Elementary school Principal Mike Benjamin said his school currently has an improvement plan based on hard data. He said the budget he presented to the school board is based on that plan.
Nelson said she wants an assessment plan that “allows us to celebrate the results,” and she pointed to companies, such as IBM, that set specific, reachable goals so shareholders can track the company’s progress.
But Vaughn took issue with Nelson’s analogy.
“I have very strong reservations about implementing assessments and goals so that we become more like a corporation,” he said.
Nelson defended her analogy.
“It’s funny to me that the only places where we measure results is with money, but the most important thing is with educating our kids, and there we say it isn’t important,” she said. “This really upsets me.”
She said her goals are not about teaching to the test, but about keeping track of student progress. She said a majority of children she knows in the school are not reading at grade level. “I want to see that we can move those kids forward,” she said.
Benjamin said the elementary school used to be very data-rich but that it lacked the manpower to analyze that data.
He said the school has turned a corner on the problem and is now working hard to use its data to improve student performance.
Board member Skip Greenlaw agreed with Zelnick and Nelson. Waiting a year for student performance data from testing “just isn’t cutting it,” he said.
Addressing a separate issue, Vaughn said the school board must think hard about maintaining class sizes the way they are. He said he has supported small class sizes for a while, but that he has not seen the results to justify them.
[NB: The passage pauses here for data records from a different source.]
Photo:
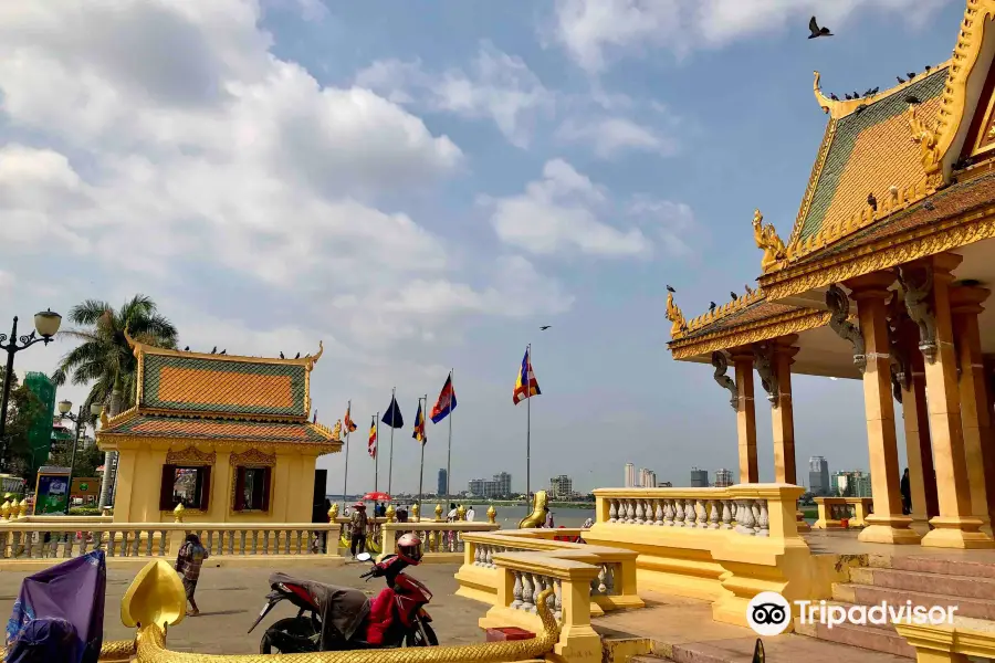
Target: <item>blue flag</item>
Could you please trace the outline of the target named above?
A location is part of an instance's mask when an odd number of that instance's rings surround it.
[[[405,418],[401,417],[400,408],[397,407],[397,399],[390,397],[390,404],[387,407],[387,411],[384,412],[384,418],[380,419],[385,424],[390,428],[404,428]]]

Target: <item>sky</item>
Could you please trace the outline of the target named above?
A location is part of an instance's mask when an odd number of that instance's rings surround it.
[[[506,471],[618,486],[736,470],[712,368],[667,350],[744,292],[760,208],[790,234],[840,96],[950,57],[962,0],[48,0],[0,3],[0,327],[153,297],[180,347],[325,352],[318,420],[352,400],[349,492],[397,389],[390,485],[417,492],[417,399],[453,370],[452,487]],[[807,40],[810,14],[836,36]],[[30,322],[27,323],[30,327]],[[540,332],[540,326],[551,328]],[[24,327],[22,327],[23,329]],[[72,346],[17,370],[51,372]],[[60,390],[81,402],[82,387]],[[861,386],[793,382],[810,455],[867,469]],[[769,409],[757,401],[762,481]],[[899,413],[899,429],[901,419]],[[449,420],[428,427],[425,486]],[[899,430],[901,440],[901,430]],[[388,484],[389,429],[380,428]],[[901,450],[900,444],[900,450]],[[900,451],[904,457],[904,451]],[[320,460],[341,491],[343,454]],[[903,462],[903,461],[902,461]]]

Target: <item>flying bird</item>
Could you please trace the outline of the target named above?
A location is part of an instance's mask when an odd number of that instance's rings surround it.
[[[832,33],[829,32],[828,28],[819,28],[819,24],[816,22],[815,17],[811,17],[811,20],[808,21],[808,30],[811,34],[808,35],[808,39],[816,39],[817,36],[832,36]]]

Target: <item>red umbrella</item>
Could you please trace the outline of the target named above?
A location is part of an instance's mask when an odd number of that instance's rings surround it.
[[[370,502],[390,502],[390,495],[387,493],[367,493],[363,496],[363,499],[368,499]]]

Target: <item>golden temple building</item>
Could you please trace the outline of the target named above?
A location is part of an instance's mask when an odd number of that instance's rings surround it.
[[[128,343],[137,404],[96,436],[119,454],[115,523],[172,522],[180,504],[205,523],[311,522],[315,462],[342,449],[308,421],[321,350],[269,359]]]
[[[995,2],[968,0],[951,60],[868,97],[830,98],[816,73],[826,133],[787,241],[754,214],[758,286],[694,318],[668,297],[673,358],[711,364],[735,410],[740,483],[757,482],[755,396],[776,481],[797,484],[792,376],[862,381],[863,541],[995,547],[993,19]]]

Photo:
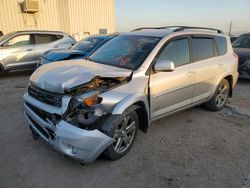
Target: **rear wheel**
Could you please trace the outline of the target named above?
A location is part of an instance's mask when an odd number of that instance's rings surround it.
[[[134,144],[138,125],[136,112],[125,112],[110,133],[115,142],[106,149],[104,155],[111,160],[117,160],[126,155]]]
[[[204,104],[204,107],[210,111],[219,111],[221,110],[229,96],[230,85],[226,79],[223,79],[219,84],[214,96],[210,101]]]

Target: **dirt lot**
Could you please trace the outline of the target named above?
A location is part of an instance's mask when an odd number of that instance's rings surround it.
[[[0,187],[250,187],[250,81],[221,112],[195,107],[140,133],[121,160],[81,166],[33,141],[22,111],[29,72],[0,78]]]

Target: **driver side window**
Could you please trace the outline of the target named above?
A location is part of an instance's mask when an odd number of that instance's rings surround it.
[[[26,46],[29,44],[30,35],[19,35],[6,42],[6,46]]]
[[[168,43],[161,51],[156,61],[169,60],[175,67],[190,62],[188,39],[178,39]]]

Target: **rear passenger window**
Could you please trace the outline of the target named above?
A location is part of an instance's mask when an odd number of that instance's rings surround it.
[[[173,61],[176,67],[189,63],[188,39],[170,42],[158,56],[157,61],[161,60]]]
[[[225,37],[215,37],[215,44],[219,55],[227,53],[227,39]]]
[[[209,38],[193,38],[192,52],[194,61],[208,59],[214,56],[213,40]]]
[[[57,41],[61,38],[63,38],[62,35],[35,34],[34,35],[34,43],[35,44],[46,44],[46,43]]]

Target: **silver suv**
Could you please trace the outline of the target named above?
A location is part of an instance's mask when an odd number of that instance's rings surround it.
[[[34,139],[83,163],[123,157],[152,121],[204,104],[223,108],[238,59],[219,30],[141,28],[107,42],[88,60],[41,66],[24,111]]]
[[[0,37],[0,72],[34,69],[45,52],[66,49],[76,41],[56,31],[18,31]]]

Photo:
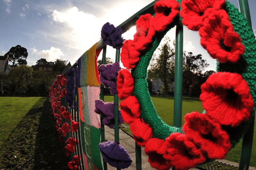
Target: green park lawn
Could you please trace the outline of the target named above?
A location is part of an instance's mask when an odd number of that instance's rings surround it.
[[[152,100],[158,115],[170,126],[173,126],[173,97],[153,96]],[[114,101],[114,96],[105,96],[105,101]],[[201,101],[199,97],[183,97],[182,102],[182,126],[185,123],[184,116],[193,111],[202,113],[204,111]],[[242,146],[242,140],[228,152],[225,159],[230,161],[239,163]],[[256,123],[254,124],[253,149],[251,152],[250,166],[256,167]]]

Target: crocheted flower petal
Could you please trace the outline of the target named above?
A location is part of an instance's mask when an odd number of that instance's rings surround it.
[[[138,51],[144,50],[152,42],[155,31],[150,24],[153,18],[150,14],[142,15],[136,21],[136,33],[134,36],[134,44]]]
[[[162,32],[179,13],[179,5],[175,0],[161,0],[156,2],[154,8],[156,15],[152,25],[156,31]]]
[[[133,43],[131,40],[125,41],[120,55],[123,65],[128,69],[135,67],[140,60],[139,56],[140,53],[135,50]]]
[[[120,100],[124,100],[132,94],[134,81],[132,74],[128,70],[124,69],[119,71],[117,84],[116,89],[118,91]]]
[[[198,31],[207,17],[204,14],[206,10],[210,8],[222,9],[225,2],[225,0],[183,0],[180,13],[182,23],[189,29]]]
[[[201,89],[200,99],[207,115],[221,125],[237,126],[249,119],[253,101],[247,83],[241,75],[213,74]]]
[[[207,10],[208,17],[200,29],[201,43],[213,58],[235,63],[245,52],[239,35],[234,32],[229,17],[223,10]]]
[[[210,159],[223,159],[231,148],[228,134],[206,114],[193,112],[184,117],[184,132]]]
[[[184,134],[173,133],[165,142],[167,149],[167,153],[163,157],[171,161],[176,170],[188,170],[205,161],[201,150]]]
[[[121,113],[124,121],[130,124],[140,117],[140,104],[135,96],[130,96],[120,103]]]
[[[165,141],[153,138],[146,144],[144,151],[148,156],[148,161],[153,168],[158,170],[169,169],[171,167],[170,160],[166,159],[163,155],[167,149]]]
[[[143,121],[143,120],[142,120]],[[152,129],[140,119],[136,119],[130,125],[130,128],[132,131],[134,140],[137,144],[144,147],[147,142],[153,137]]]
[[[99,147],[104,160],[113,167],[119,169],[127,168],[132,162],[125,149],[114,141],[101,143]]]

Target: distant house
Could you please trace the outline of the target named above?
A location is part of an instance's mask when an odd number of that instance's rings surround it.
[[[46,70],[49,73],[53,73],[54,70],[54,63],[48,62],[45,58],[41,58],[38,60],[36,65],[32,66],[34,71]]]
[[[160,79],[153,79],[152,81],[152,92],[156,93],[161,92],[163,82]]]
[[[9,55],[6,54],[3,56],[0,56],[0,74],[3,74],[8,65]]]

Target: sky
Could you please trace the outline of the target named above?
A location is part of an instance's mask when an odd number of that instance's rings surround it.
[[[256,3],[248,0],[253,30],[256,32]],[[48,62],[65,60],[73,65],[100,40],[102,26],[109,22],[117,26],[152,0],[0,0],[0,55],[20,45],[28,50],[28,65],[35,65],[41,58]],[[238,8],[238,0],[229,1]],[[133,27],[122,35],[132,39]],[[175,30],[166,34],[171,40]],[[216,61],[200,44],[197,31],[184,27],[183,50],[201,54],[215,70]],[[114,60],[115,51],[107,48],[106,57]],[[100,54],[98,59],[102,58]]]

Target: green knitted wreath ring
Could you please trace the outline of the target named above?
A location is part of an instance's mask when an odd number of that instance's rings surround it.
[[[178,1],[180,3],[181,1]],[[256,101],[256,87],[254,86],[256,84],[256,61],[255,60],[256,41],[255,37],[251,28],[238,9],[228,1],[225,2],[225,10],[230,18],[235,31],[240,36],[242,44],[245,47],[245,52],[243,57],[235,64],[230,62],[218,63],[217,70],[218,71],[236,73],[241,74],[248,84],[255,105]],[[178,18],[177,18],[164,31],[156,34],[152,43],[144,51],[144,53],[141,55],[137,65],[131,71],[134,79],[133,94],[139,101],[140,106],[140,117],[152,128],[153,138],[163,140],[165,140],[171,133],[175,132],[183,133],[183,131],[181,128],[167,125],[157,114],[148,90],[146,81],[147,68],[153,54],[162,39],[179,21]],[[235,128],[222,126],[230,136],[232,146],[239,141],[243,134],[246,131],[251,120],[251,118],[254,114],[254,112],[251,113],[250,121],[242,122]]]

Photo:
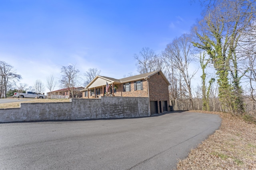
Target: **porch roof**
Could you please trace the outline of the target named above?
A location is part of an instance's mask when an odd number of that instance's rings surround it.
[[[158,70],[151,72],[147,72],[146,73],[142,74],[140,74],[136,75],[136,76],[131,76],[128,77],[117,79],[116,78],[112,78],[111,77],[106,77],[105,76],[97,76],[84,89],[81,90],[84,91],[88,89],[94,88],[96,87],[100,87],[102,86],[106,86],[106,82],[109,84],[113,83],[116,84],[120,84],[125,83],[131,81],[139,80],[140,80],[144,79],[145,78],[149,78],[150,76],[155,74],[158,72],[163,76],[166,82],[168,85],[170,85],[170,82],[167,80],[165,76],[164,75],[161,70]]]

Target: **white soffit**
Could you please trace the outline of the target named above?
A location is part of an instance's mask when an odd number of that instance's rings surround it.
[[[112,82],[111,82],[106,81],[105,79],[103,79],[101,78],[98,78],[97,79],[95,80],[93,82],[89,87],[87,87],[87,88],[94,88],[94,87],[96,87],[106,86],[106,82],[108,82],[108,83],[110,84],[112,84]]]

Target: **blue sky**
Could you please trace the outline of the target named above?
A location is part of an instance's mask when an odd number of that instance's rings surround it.
[[[97,68],[121,78],[138,73],[134,54],[164,50],[201,11],[190,0],[2,0],[0,61],[14,66],[21,83],[42,80],[46,92],[46,77],[60,78],[62,66],[70,64],[81,74]]]

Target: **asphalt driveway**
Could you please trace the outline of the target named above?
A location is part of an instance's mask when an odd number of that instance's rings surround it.
[[[170,170],[220,125],[184,112],[134,119],[0,124],[0,169]]]

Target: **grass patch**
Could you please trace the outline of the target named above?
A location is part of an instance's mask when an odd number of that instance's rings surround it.
[[[218,114],[222,119],[221,125],[179,161],[178,170],[256,170],[256,124],[252,123],[251,116],[192,111]]]
[[[222,159],[226,159],[229,158],[228,155],[221,153],[218,153],[217,152],[212,152],[212,154],[213,155],[217,157],[220,157]]]
[[[58,102],[69,102],[70,99],[33,99],[32,100],[28,100],[24,101],[19,101],[19,99],[18,98],[12,99],[13,101],[11,103],[6,103],[0,104],[0,109],[6,109],[10,108],[19,108],[20,104],[21,103],[51,103]],[[16,102],[17,101],[17,102]]]

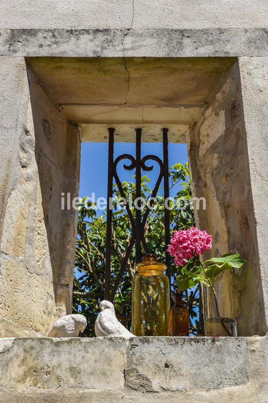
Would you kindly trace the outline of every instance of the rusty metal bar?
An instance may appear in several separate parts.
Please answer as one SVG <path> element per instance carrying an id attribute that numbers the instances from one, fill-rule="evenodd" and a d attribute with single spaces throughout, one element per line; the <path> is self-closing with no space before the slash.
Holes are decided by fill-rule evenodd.
<path id="1" fill-rule="evenodd" d="M 170 280 L 170 288 L 171 291 L 171 278 L 170 270 L 170 255 L 167 252 L 168 246 L 170 242 L 170 210 L 169 210 L 169 197 L 170 197 L 170 186 L 169 186 L 169 149 L 168 149 L 168 132 L 169 129 L 164 128 L 163 132 L 163 163 L 164 172 L 164 199 L 165 202 L 165 248 L 166 264 L 167 265 L 167 271 L 166 274 Z"/>
<path id="2" fill-rule="evenodd" d="M 114 145 L 115 129 L 109 127 L 108 146 L 108 177 L 107 183 L 107 217 L 105 248 L 104 299 L 110 301 L 112 247 L 112 217 L 113 212 L 113 179 L 114 178 Z"/>
<path id="3" fill-rule="evenodd" d="M 136 263 L 141 261 L 141 129 L 136 130 Z"/>

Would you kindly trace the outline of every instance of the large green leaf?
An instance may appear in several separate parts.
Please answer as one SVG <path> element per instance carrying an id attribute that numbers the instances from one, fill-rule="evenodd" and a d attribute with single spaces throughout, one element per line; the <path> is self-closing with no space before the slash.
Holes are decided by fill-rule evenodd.
<path id="1" fill-rule="evenodd" d="M 204 269 L 206 276 L 212 284 L 215 277 L 220 273 L 232 268 L 240 269 L 246 263 L 239 254 L 224 255 L 221 257 L 212 257 L 205 263 L 213 262 L 209 267 Z"/>
<path id="2" fill-rule="evenodd" d="M 179 275 L 176 278 L 176 282 L 178 288 L 182 291 L 194 287 L 199 282 L 208 285 L 206 279 L 201 275 Z"/>
<path id="3" fill-rule="evenodd" d="M 244 260 L 239 254 L 223 255 L 221 257 L 211 257 L 207 261 L 211 261 L 216 263 L 228 263 L 231 267 L 235 267 L 237 269 L 242 267 L 246 263 L 246 260 Z"/>
<path id="4" fill-rule="evenodd" d="M 204 269 L 204 272 L 207 278 L 209 278 L 213 283 L 213 281 L 216 276 L 220 274 L 225 270 L 231 269 L 232 266 L 229 263 L 224 263 L 222 264 L 211 264 L 207 269 Z"/>

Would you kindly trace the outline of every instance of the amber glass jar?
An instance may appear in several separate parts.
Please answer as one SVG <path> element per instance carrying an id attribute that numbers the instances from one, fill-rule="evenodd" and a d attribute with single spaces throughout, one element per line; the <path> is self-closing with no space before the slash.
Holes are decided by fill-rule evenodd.
<path id="1" fill-rule="evenodd" d="M 170 334 L 172 336 L 189 336 L 189 313 L 182 305 L 182 294 L 176 290 L 174 306 L 169 314 Z"/>
<path id="2" fill-rule="evenodd" d="M 169 335 L 169 281 L 167 268 L 148 255 L 137 263 L 132 283 L 132 332 L 136 336 Z"/>

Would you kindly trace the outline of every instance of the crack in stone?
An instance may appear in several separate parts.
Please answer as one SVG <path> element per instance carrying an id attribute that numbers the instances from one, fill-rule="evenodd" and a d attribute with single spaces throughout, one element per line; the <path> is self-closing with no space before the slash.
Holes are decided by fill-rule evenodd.
<path id="1" fill-rule="evenodd" d="M 123 47 L 123 55 L 124 55 L 124 63 L 125 64 L 125 68 L 126 69 L 126 70 L 127 73 L 128 74 L 128 89 L 127 89 L 127 93 L 126 94 L 126 99 L 125 99 L 125 104 L 127 104 L 128 95 L 129 94 L 129 89 L 130 89 L 130 73 L 129 72 L 129 70 L 128 69 L 128 67 L 127 67 L 127 63 L 126 63 L 126 51 L 125 51 L 125 46 L 124 46 L 124 42 L 125 41 L 125 38 L 128 35 L 129 31 L 131 29 L 132 29 L 132 26 L 133 25 L 133 21 L 134 20 L 134 0 L 133 0 L 133 1 L 132 1 L 132 7 L 133 7 L 132 20 L 131 21 L 130 27 L 129 28 L 128 28 L 128 29 L 127 30 L 126 32 L 124 33 L 124 36 L 123 37 L 123 40 L 122 41 L 122 46 Z"/>

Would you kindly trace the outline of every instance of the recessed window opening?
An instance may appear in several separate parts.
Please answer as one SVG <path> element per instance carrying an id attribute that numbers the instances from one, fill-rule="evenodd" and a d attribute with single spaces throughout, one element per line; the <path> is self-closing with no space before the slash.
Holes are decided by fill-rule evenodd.
<path id="1" fill-rule="evenodd" d="M 186 229 L 194 225 L 192 207 L 190 205 L 191 183 L 188 166 L 186 144 L 168 145 L 169 165 L 170 221 L 171 236 L 174 231 Z M 135 156 L 135 143 L 115 142 L 114 160 L 122 154 Z M 141 158 L 148 154 L 163 159 L 163 145 L 161 143 L 141 144 Z M 124 164 L 131 161 L 120 161 L 117 173 L 136 219 L 134 204 L 136 183 L 135 170 L 128 170 Z M 160 172 L 157 162 L 150 160 L 147 166 L 153 167 L 150 171 L 142 170 L 141 195 L 144 203 L 152 195 Z M 82 143 L 78 233 L 76 245 L 75 278 L 74 281 L 74 313 L 81 313 L 88 319 L 88 326 L 83 336 L 94 337 L 94 323 L 99 312 L 99 305 L 104 298 L 105 240 L 107 231 L 107 193 L 108 175 L 108 144 L 85 142 Z M 110 290 L 116 281 L 120 264 L 132 237 L 132 228 L 126 207 L 122 204 L 121 195 L 113 181 L 113 211 L 111 247 L 111 276 Z M 187 202 L 189 202 L 189 205 Z M 179 204 L 185 204 L 183 208 Z M 153 204 L 154 205 L 153 205 Z M 146 221 L 145 237 L 150 252 L 156 255 L 159 261 L 164 262 L 165 245 L 164 232 L 164 180 L 162 178 L 156 192 L 152 209 Z M 145 212 L 141 210 L 141 216 Z M 142 219 L 142 218 L 141 218 Z M 143 255 L 145 254 L 144 248 Z M 128 259 L 122 277 L 114 295 L 114 303 L 117 318 L 130 331 L 132 326 L 132 280 L 134 268 L 135 247 Z M 173 295 L 176 288 L 176 276 L 179 270 L 171 262 L 171 288 Z M 202 317 L 199 315 L 200 293 L 199 286 L 183 292 L 183 299 L 189 311 L 190 335 L 200 334 L 203 331 Z"/>

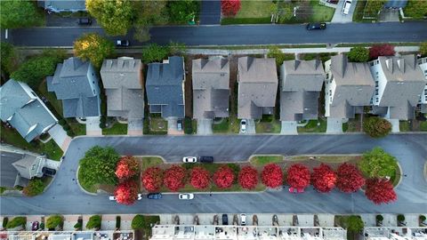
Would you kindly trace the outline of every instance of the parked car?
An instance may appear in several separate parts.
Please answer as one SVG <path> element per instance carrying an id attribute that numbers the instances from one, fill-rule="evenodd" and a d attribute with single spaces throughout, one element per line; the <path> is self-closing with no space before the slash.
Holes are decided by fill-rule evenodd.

“We may need to look at whether we can support small class sizes,” he said.
Given the current status of the local economy, Vaughn said the board should only increase spending if it has very good reason, and if it will help accomplish the school’s strategic plan, or its literacy or math goals.
Zelnick asked how the school board could continue to justify the amount of educational resources in the district versus the number of students. “How do we continue, year after year, to justify these expenditures with our outcomes?” she said.
The first draft of the new CSD budget is up nearly 6 percent over the previous year, or about $385,000.
Major new expenses include nearly $100,000 proposed for a capital renewal and repair fund for projects at the high school, including repaving parking lots and replacing the trash shed. The budget also jumped almost $80,000 because federal stimulus funds will run out on hearing impaired/interpreter contract services.
The district will save money when two teachers high on the pay scale retire next year. However, there will also be three more students going to Hancock County Technical Center, for which the CSD must pay tuition.